Monday, March 5, 2012

Cousin Art Died 06/06/2011

My cousin Art died.  He was 70 years old and he did not take care of himself.  He smoked and drank, and led a somewhat self-destructive life.  I enjoyed being around him.  Being a smart-aleck himself, he provided me with the comments I needed to bounce off my contributions to the art of conversation. But more than that, I just enjoyed his company.  His “I don’t give a shit about you, me or life itself” attitude provided a contrast to the self-aggrandizing others around him.

A few weeks before he died, I went to see him in a nursing home.  The place stunk with a muted scent of human shit mixed with Lysol.  It was stark, undecorated, and tiled from floor to ceiling with that green institutional stuff.  Art did not have any aspirations of being anywhere else.  I think that is what I loved most about him.  If you are the type of person who thought that you were any more than a smelly animal with the added feature of selfishness, he would help you clearly learn your error.

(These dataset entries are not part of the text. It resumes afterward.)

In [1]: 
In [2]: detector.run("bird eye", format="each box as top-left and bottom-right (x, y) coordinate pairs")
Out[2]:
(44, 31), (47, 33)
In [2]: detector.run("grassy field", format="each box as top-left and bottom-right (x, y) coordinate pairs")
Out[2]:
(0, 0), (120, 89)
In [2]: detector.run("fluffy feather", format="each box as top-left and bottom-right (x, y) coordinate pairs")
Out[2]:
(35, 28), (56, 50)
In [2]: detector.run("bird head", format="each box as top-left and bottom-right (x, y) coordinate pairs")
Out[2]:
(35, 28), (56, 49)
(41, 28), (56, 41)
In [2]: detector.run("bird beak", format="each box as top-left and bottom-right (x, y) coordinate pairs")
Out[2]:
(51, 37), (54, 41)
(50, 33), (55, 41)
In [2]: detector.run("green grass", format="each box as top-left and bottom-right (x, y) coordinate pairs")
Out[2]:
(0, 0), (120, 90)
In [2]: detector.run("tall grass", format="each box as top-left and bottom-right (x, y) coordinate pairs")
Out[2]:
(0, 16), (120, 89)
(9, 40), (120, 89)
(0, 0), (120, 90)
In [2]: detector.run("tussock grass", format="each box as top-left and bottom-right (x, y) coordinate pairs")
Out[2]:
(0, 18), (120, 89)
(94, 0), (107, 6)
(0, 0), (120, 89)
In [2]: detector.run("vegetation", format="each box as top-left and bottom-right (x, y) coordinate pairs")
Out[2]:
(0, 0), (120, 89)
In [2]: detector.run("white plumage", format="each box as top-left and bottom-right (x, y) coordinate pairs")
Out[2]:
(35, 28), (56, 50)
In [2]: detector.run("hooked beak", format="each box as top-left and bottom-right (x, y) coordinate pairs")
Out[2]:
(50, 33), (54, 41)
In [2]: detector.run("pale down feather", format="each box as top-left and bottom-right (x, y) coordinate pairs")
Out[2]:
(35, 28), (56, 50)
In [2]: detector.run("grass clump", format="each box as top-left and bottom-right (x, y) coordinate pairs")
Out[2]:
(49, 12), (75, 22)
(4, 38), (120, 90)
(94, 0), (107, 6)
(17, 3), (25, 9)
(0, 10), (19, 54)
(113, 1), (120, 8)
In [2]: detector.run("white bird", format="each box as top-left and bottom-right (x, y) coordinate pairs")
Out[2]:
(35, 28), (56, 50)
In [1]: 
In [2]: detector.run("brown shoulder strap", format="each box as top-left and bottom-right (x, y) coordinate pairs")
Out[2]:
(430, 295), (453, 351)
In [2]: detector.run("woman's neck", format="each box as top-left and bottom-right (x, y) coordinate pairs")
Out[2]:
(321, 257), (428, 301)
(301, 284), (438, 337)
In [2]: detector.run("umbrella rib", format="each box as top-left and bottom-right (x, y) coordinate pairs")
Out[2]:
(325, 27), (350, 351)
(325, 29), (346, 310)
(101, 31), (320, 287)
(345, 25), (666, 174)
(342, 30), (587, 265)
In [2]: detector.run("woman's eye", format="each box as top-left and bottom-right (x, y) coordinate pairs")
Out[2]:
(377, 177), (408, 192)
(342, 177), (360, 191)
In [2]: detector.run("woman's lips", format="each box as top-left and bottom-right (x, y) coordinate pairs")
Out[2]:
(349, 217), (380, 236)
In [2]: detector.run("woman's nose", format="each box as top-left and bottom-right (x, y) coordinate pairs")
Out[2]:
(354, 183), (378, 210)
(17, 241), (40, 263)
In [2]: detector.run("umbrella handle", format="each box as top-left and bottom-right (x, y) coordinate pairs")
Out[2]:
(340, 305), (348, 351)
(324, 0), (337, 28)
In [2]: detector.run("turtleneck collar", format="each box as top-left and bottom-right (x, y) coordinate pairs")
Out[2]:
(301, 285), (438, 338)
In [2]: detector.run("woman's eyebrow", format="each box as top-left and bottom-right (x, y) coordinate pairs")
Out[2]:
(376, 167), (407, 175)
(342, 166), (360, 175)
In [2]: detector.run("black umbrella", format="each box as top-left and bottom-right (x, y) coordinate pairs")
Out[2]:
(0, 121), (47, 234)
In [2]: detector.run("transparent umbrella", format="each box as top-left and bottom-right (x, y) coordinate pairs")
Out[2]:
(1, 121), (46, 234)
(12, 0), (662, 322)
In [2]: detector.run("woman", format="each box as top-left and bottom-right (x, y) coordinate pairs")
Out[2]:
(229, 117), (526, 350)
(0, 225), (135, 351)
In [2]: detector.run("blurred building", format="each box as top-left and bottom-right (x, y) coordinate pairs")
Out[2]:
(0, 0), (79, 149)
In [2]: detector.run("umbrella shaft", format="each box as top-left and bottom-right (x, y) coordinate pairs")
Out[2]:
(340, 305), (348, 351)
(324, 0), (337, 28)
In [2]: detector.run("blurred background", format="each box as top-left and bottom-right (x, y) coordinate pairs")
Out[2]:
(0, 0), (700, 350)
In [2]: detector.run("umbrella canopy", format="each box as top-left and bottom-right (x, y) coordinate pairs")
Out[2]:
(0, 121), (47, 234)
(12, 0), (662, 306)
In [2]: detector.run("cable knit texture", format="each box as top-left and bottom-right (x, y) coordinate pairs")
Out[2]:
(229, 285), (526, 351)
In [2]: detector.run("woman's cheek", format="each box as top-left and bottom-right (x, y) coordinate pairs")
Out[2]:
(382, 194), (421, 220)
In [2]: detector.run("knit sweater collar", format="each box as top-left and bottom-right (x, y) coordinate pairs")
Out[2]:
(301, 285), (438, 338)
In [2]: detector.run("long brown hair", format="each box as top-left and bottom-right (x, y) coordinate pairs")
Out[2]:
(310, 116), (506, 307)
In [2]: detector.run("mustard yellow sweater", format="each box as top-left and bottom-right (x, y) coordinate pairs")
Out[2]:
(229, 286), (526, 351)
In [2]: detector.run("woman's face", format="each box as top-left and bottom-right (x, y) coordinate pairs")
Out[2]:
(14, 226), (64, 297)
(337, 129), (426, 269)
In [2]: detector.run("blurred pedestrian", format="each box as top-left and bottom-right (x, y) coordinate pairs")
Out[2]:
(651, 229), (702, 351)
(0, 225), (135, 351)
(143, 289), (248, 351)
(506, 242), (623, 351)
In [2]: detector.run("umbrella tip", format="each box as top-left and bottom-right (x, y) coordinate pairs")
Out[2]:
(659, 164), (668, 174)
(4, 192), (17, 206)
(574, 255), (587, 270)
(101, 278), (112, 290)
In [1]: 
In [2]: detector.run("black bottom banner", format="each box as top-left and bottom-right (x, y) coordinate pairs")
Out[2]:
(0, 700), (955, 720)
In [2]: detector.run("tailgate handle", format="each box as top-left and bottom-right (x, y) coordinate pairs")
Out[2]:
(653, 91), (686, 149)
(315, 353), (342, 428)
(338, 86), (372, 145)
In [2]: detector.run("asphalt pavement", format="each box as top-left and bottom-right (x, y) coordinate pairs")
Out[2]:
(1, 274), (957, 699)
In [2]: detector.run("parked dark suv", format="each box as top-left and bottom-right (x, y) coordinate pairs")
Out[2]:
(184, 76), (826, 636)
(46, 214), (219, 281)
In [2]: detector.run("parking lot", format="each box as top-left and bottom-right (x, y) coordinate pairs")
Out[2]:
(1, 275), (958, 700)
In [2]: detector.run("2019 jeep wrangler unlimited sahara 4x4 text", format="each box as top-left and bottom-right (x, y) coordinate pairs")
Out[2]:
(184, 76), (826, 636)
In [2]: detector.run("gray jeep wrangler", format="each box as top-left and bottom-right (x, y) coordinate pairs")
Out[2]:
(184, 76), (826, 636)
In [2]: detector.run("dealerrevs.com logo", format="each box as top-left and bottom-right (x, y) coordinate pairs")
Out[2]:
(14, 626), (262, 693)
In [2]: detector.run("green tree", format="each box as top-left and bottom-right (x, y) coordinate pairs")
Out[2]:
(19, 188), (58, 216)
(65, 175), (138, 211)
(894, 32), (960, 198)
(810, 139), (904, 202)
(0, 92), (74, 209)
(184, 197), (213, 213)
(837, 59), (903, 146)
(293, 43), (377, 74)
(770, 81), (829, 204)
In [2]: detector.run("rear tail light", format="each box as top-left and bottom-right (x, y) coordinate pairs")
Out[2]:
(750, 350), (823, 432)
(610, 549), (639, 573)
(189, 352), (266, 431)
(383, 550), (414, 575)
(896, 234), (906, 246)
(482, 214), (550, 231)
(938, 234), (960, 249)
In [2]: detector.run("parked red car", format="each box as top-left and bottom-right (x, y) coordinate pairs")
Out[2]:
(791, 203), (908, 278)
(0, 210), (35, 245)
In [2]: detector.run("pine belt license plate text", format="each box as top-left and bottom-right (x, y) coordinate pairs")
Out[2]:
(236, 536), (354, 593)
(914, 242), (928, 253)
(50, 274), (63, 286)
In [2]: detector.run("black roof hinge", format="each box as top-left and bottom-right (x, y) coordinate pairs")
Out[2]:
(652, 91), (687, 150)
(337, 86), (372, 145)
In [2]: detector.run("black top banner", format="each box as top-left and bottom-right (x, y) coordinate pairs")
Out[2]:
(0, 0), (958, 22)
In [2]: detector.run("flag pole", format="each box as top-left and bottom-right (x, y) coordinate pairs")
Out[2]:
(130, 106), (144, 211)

I talked with him and his two sisters a while. Trying to keep up with the sisters’ brags while Art farted, I tried to talk about the few current successes in my life.

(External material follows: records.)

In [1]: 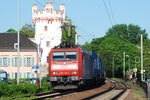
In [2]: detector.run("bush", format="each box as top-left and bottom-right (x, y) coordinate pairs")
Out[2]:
(0, 77), (53, 98)
(0, 82), (38, 97)
(8, 79), (17, 84)
(0, 82), (9, 96)
(41, 80), (53, 92)
(41, 76), (53, 92)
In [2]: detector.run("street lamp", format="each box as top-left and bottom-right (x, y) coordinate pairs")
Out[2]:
(17, 0), (20, 85)
(141, 34), (144, 81)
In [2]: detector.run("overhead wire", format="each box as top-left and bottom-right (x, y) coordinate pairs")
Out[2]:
(51, 0), (95, 39)
(107, 0), (115, 25)
(35, 0), (44, 7)
(102, 0), (113, 26)
(65, 14), (97, 43)
(52, 0), (96, 42)
(34, 0), (95, 44)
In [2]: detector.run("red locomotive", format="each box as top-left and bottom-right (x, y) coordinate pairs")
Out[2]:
(48, 42), (105, 89)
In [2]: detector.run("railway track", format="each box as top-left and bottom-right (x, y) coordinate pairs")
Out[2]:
(32, 79), (128, 100)
(82, 80), (127, 100)
(32, 80), (112, 100)
(33, 90), (76, 100)
(52, 80), (115, 100)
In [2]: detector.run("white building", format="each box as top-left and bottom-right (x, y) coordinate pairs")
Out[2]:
(32, 2), (65, 65)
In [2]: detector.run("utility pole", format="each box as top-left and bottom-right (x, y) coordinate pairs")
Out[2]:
(129, 57), (130, 70)
(112, 57), (114, 77)
(123, 52), (125, 79)
(17, 0), (20, 85)
(141, 34), (143, 81)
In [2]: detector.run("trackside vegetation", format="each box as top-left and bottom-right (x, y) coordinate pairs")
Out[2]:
(0, 77), (53, 99)
(82, 24), (150, 79)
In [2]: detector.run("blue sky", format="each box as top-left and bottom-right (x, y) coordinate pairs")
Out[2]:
(0, 0), (150, 44)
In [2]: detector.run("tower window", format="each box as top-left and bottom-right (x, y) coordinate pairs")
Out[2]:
(46, 41), (50, 47)
(44, 26), (48, 31)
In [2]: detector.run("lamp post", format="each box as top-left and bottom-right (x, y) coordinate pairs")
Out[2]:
(141, 34), (144, 81)
(17, 0), (20, 85)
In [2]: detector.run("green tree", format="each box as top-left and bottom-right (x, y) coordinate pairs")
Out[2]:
(106, 24), (148, 44)
(6, 28), (16, 32)
(81, 42), (92, 51)
(82, 24), (148, 78)
(20, 24), (35, 38)
(61, 17), (76, 44)
(90, 34), (140, 77)
(143, 40), (150, 79)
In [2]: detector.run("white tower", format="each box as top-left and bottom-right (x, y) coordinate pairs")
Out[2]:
(32, 2), (65, 65)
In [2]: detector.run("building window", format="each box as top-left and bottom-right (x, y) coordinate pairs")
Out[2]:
(27, 57), (31, 66)
(14, 57), (18, 66)
(2, 57), (7, 66)
(12, 72), (21, 79)
(44, 26), (48, 31)
(24, 72), (32, 78)
(24, 57), (34, 67)
(15, 73), (17, 79)
(12, 57), (22, 67)
(46, 41), (50, 47)
(0, 57), (10, 67)
(27, 72), (31, 78)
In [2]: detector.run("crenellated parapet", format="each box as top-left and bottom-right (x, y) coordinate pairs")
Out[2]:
(32, 2), (65, 24)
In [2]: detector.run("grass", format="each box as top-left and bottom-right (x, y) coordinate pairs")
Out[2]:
(111, 77), (147, 99)
(111, 77), (126, 83)
(132, 84), (147, 100)
(0, 95), (37, 100)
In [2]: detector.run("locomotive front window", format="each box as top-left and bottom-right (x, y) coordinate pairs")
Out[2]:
(65, 52), (77, 60)
(53, 52), (65, 60)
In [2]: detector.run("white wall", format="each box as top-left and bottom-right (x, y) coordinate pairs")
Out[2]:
(32, 2), (65, 65)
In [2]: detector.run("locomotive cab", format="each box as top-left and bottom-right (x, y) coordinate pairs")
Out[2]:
(49, 48), (81, 89)
(48, 42), (105, 90)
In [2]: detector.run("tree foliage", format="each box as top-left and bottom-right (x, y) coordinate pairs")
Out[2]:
(82, 24), (149, 78)
(20, 24), (35, 38)
(61, 17), (76, 44)
(6, 28), (16, 32)
(106, 24), (147, 44)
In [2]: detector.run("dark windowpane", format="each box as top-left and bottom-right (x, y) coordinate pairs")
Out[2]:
(53, 52), (64, 60)
(65, 52), (77, 60)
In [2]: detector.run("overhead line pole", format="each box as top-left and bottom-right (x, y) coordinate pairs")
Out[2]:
(123, 52), (125, 79)
(112, 57), (114, 77)
(17, 0), (20, 85)
(141, 34), (143, 81)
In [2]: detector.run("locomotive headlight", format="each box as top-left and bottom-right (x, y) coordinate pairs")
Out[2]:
(52, 72), (58, 75)
(72, 71), (77, 74)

Art said with a mixture of 80% sarcasm and 20% pride that my brother had given him a Jaguar hood ornament.  “Ford bought Jaguar, you know. I’m going to put that Jag hood ornament on my Focus.  Jags are just goddam Fords, now, you know.”  - An implication that life and everything in it were just cheap Fords with expensive hood ornaments.

When I was about to leave, I told him that I would pray for him.  He said, “Aw, don’t bother to do that.  Don’t do that. You’re wasting your time. That’s not going to do any good for me.”

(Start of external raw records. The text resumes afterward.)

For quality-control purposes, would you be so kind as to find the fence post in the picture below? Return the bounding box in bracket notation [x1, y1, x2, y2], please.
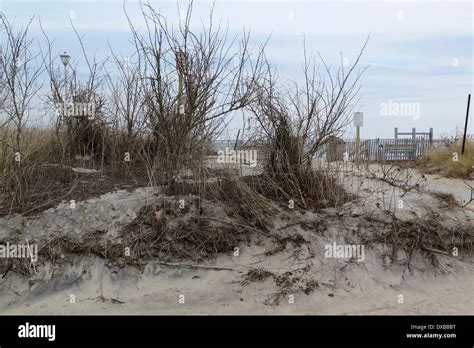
[376, 138, 380, 161]
[462, 94, 471, 155]
[429, 128, 433, 145]
[394, 127, 398, 139]
[412, 128, 416, 140]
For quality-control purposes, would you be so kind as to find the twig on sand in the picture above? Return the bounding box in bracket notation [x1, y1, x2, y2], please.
[155, 261, 243, 273]
[2, 283, 22, 297]
[277, 221, 303, 230]
[1, 262, 13, 279]
[190, 215, 266, 234]
[461, 180, 474, 207]
[421, 246, 450, 256]
[96, 295, 125, 304]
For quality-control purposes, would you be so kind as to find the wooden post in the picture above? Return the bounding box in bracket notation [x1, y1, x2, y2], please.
[462, 94, 471, 155]
[412, 127, 416, 140]
[429, 128, 433, 145]
[356, 126, 360, 162]
[353, 112, 363, 162]
[394, 127, 398, 139]
[376, 138, 380, 161]
[234, 129, 240, 151]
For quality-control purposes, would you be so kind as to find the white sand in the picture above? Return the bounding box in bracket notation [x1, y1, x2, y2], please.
[0, 163, 472, 315]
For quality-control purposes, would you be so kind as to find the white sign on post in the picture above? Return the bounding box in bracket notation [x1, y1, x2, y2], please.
[354, 112, 363, 127]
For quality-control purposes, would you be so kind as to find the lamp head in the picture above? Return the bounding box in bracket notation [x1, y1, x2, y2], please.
[60, 52, 71, 67]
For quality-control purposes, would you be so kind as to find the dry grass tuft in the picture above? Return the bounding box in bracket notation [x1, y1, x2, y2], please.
[418, 141, 474, 178]
[430, 192, 459, 208]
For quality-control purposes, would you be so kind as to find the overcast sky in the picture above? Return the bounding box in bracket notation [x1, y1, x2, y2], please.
[0, 0, 472, 139]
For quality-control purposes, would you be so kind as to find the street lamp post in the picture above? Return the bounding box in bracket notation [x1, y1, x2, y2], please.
[176, 50, 187, 114]
[60, 52, 71, 103]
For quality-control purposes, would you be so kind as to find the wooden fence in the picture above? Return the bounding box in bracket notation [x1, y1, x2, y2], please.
[327, 137, 433, 161]
[214, 137, 439, 162]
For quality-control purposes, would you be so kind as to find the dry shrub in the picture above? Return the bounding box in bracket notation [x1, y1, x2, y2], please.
[63, 116, 110, 163]
[254, 120, 336, 208]
[418, 141, 474, 178]
[116, 172, 276, 263]
[210, 175, 274, 230]
[245, 38, 368, 210]
[126, 3, 266, 187]
[254, 167, 350, 209]
[167, 171, 274, 230]
[243, 120, 350, 209]
[120, 197, 260, 262]
[359, 213, 473, 267]
[389, 215, 472, 255]
[107, 131, 152, 178]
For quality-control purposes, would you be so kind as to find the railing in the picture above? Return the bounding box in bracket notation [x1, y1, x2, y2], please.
[213, 137, 441, 162]
[329, 137, 434, 161]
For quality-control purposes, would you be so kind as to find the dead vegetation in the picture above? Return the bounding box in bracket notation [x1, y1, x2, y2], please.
[417, 140, 474, 178]
[244, 37, 368, 209]
[4, 3, 471, 303]
[0, 197, 266, 277]
[240, 268, 274, 286]
[430, 192, 459, 208]
[361, 163, 427, 196]
[1, 2, 361, 219]
[0, 2, 266, 214]
[240, 265, 319, 305]
[0, 164, 149, 216]
[167, 173, 275, 230]
[357, 212, 473, 268]
[119, 196, 266, 262]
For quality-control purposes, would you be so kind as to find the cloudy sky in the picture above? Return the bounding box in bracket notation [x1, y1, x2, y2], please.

What would lead a man to refuse another man’s prayers?  What kind of life could a man have had to feel that he was not worthy of God’s intervention, peace, or redemption?  Even if he did not believe that my prayers would do him any good, even if he did not believe in God, why would a dying man not want to be prayed for?  What’s there to lose?

Today they talk about how everybody’s problems stem from how other people treated them – abuse as a child, poverty, over-disciplined, under-disciplined, alcoholic parents, no parents, too many parents, diet, the air they breathe.  While the child is the father of the man, usually these influences can be overcome, if the desire is there.  It is truly up to the individual to craft his own life, be responsible for his own success and failures, but, depending on a person’s outside circumstances, it’s easier for some than others.

Art was born with a birth defect – he was blind in one eye. 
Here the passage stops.